My understanding of the retail/consignment game is that the retailer will want 30-50% of the sale price of the item. If they can move the product, this is generally a good deal. (Of course, they have to be able to move the product!)

So, in your example, you will be charging them $50-70 depending on your agreement.

Wholesale is another beast altogether. It depends on your ability to make large quantities of your product, and your buyer will be buying outright large lots at much lower prices that will be negotiated. You will probably get less per item than with the retail/consignment shop, but the upside is that you have a guaranteed sale of a sizable run of a piece.

Also worth noting for you is that the specialty retailer/consignment shop will not want you competing with them on price. So, they may have verbiage in their agreement that prohibits you from selling the same piece for a lower price than they have in their shop.


----------



## DrDirt (Feb 26, 2008)

~50% is what seems most common. Then they can mark it "20% Off" and still make money at it.
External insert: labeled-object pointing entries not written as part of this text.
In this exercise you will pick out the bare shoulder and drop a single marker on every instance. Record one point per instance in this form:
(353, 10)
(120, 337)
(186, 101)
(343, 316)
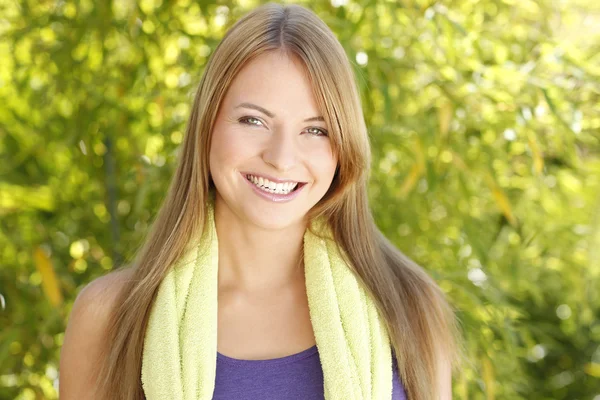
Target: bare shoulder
(84, 341)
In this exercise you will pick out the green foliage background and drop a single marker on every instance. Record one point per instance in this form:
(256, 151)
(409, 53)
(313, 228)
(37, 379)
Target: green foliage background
(484, 118)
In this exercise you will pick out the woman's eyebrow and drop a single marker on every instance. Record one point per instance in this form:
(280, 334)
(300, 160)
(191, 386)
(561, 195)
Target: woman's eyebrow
(270, 114)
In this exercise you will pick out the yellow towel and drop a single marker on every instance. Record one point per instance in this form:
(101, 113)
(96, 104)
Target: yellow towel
(180, 345)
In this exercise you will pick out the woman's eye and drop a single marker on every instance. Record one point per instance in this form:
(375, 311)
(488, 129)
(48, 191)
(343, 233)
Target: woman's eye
(318, 131)
(250, 121)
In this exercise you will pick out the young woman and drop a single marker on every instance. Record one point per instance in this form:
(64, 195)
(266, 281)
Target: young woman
(276, 140)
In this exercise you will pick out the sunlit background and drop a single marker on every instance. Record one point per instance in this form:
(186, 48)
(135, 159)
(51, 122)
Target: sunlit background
(484, 118)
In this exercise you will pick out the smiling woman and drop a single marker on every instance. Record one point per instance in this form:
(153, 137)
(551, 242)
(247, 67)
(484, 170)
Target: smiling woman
(264, 275)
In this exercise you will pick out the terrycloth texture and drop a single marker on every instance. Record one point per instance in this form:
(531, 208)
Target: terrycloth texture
(180, 345)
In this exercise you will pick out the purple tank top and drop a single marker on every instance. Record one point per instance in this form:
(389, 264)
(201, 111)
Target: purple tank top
(295, 377)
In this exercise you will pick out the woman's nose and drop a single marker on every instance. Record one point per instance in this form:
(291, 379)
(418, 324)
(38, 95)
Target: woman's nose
(281, 151)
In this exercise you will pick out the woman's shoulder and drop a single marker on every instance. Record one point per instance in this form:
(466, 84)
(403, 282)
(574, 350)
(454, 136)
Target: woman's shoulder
(100, 294)
(85, 336)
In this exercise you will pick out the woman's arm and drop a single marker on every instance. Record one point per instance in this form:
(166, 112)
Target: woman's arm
(85, 336)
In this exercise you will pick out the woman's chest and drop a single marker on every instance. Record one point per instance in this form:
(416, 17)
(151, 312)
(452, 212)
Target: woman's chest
(263, 326)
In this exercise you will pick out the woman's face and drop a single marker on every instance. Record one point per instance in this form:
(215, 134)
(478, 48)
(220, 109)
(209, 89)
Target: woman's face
(269, 138)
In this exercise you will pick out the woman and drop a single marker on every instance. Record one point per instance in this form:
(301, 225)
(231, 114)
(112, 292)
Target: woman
(276, 141)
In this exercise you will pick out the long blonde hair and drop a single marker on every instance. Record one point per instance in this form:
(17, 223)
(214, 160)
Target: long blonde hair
(419, 320)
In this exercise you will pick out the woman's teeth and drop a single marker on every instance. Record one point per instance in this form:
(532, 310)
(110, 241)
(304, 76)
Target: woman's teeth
(272, 187)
the term is Keystone pricing.

If the Retail price will be a hundred - - they are buying at 50 from you.

Definitely note fellings warning - - regarding "non-compete" clauses.
just make sure you can live with it. They are wanting to make sure that the item they have for 100 dollars wont be in your craft fair tent a block away for 89.99 on the weekend.


----------



## drpdrp (Oct 19, 2012)

Oh I guess I was using the term wholesale wrong.

These will pretty much all be one of a kind art pieces… And I am hoping to do this so I don't need to hawk stuff on my own.

Thank you guys.


----------



## Woodendeavor (Apr 7, 2011)

I have worked with a few different places, are they going to buy the work from you and then sell or is the work going to be sold on consignment? Very different scenarios


----------



## CharlesNeil (Oct 21, 2007)

Having been in this business for over 40 years, I can tell you consignment rarely works. They take your pieces, use them for displays, and have litte respect for them. I have also had them increase the sale price, to the point it priced it out of the market, and it didn't sell. Ihave gotten them back all scratched up and damaged. Be very careful and make sure you have EVERYTHING in writing and visit your goods regulary .. and always drive your truck when you do , you may well need it .


----------



## gfadvm (Jan 13, 2011)

Unfortunately, I have had the same experience as Charles Neil. Plus smaller items got stolen and the consignment shop's response was: "stuff happens and we aren't liable".


----------



## Puzzleman (May 4, 2010)

Whenever you asking about pricing, MY first question is what is your costs? By this I mean what is your cost of your studio/shop, tooling, materials and most important your labor hours at a fair rate. Huff did a real good blog about this. Check it out. Search the blog section for Huff.

This costing should be your floor price and move your pricing up from there. But you MUST know your costs and minimum price. Of course, this is only if you want to make a profit. If you are doing this for a hobby and fun, then price it at whatever. If you don't know your costs and don't care about them, then just shoot them a price.

Bottom line of this post is: You should never have to ask anyone how to price something. If you know your costs, you know your price.


----------



## Finn (May 26, 2010)

Consignment selling rarely works for me. I have sold to retailers as a manufacturer. In my case, I negotiated a price and after receiving payment shipped the items to them. I have done this only twice with two different retailers and looking for more.


----------



## tomd (Jan 29, 2008)

For several years I have been selling through an art gallery and they take 40 per cent. The advantage is they do the selling and collecting of taxes but more important is they have the clients.


----------